Because the Republican party holds the Senate, many feel it is very likely that they will be able to push through a conservative judge leading to conservative majority on the bench, six to three. While many senators hope that moderate senators like Murkowski and others will be able to block the Senate from consenting to another conservative judge, others are looking toward unconventional ways to block the senate.

In a press conference held on Sept. 20 by Sen. Chuck Shumer, senate minority leader, Ny-D, and Congresswomen Alexandria Ocasio-Cortez, Ny-D, on the steps of Ginsburg and Shumer’s shared former high school, they discussed both the legacy of Ginsburg and the possibility of her replacement before taking questions from reporters. 

“I quoted Mitch McConnell, what he said four years ago when Merrick Garland was nominated, that it should be when you’re close to an election, the next president should decide,” said Schumer. “We’re not close to an election, we’re in an election. To try and decide this at this late time, at this late moment, is despicable and wrong and against democracy. It’s shoving the wishes of the hard right and the Republicans who go along with them down America’s throat.” 
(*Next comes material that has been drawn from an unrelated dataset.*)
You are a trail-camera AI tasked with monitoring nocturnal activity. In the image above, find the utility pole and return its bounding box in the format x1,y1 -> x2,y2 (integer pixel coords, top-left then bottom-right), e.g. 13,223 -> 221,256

It was during this press conference they discussed various ways of postponing the confirmation of any appointed justices, including filibusters and even articles of impeachment. 

However, it is easier than ever before for Republicans to push through any nominees in part because of former Democrats’ decisions to invoke what is referred to as the nuclear option in 2013. This is a change of rules that allows the Senate to consent to presidential nominees with only a simple 52-vote majority. While the Republicans were initially the first to threaten the nuclear option, it was then Senate majority leader, Henry Heid – now retired – who implemented it to get several of Obama’s cabinet members, who are nominated and consented to in the same way supreme court justices are, appointed. Since then McConnell has used the same precedent to apply this to Supreme Court nominees to pass President Trump’s first Supreme Court nominee in 2017. 

“Once again, the parties flipped sides on whether the nuclear option was justified. New York Sen. Chuck Schumer, the Democratic leader, said he regretted that Reid had used the nuclear option in 2013, even though he had backed the move at the time,” reported CBS news.

At any rate, while it is unclear exactly what the U.S politicians will do, it is clear that both sides are trying to use this to rally their base in these heated last few weeks before election day.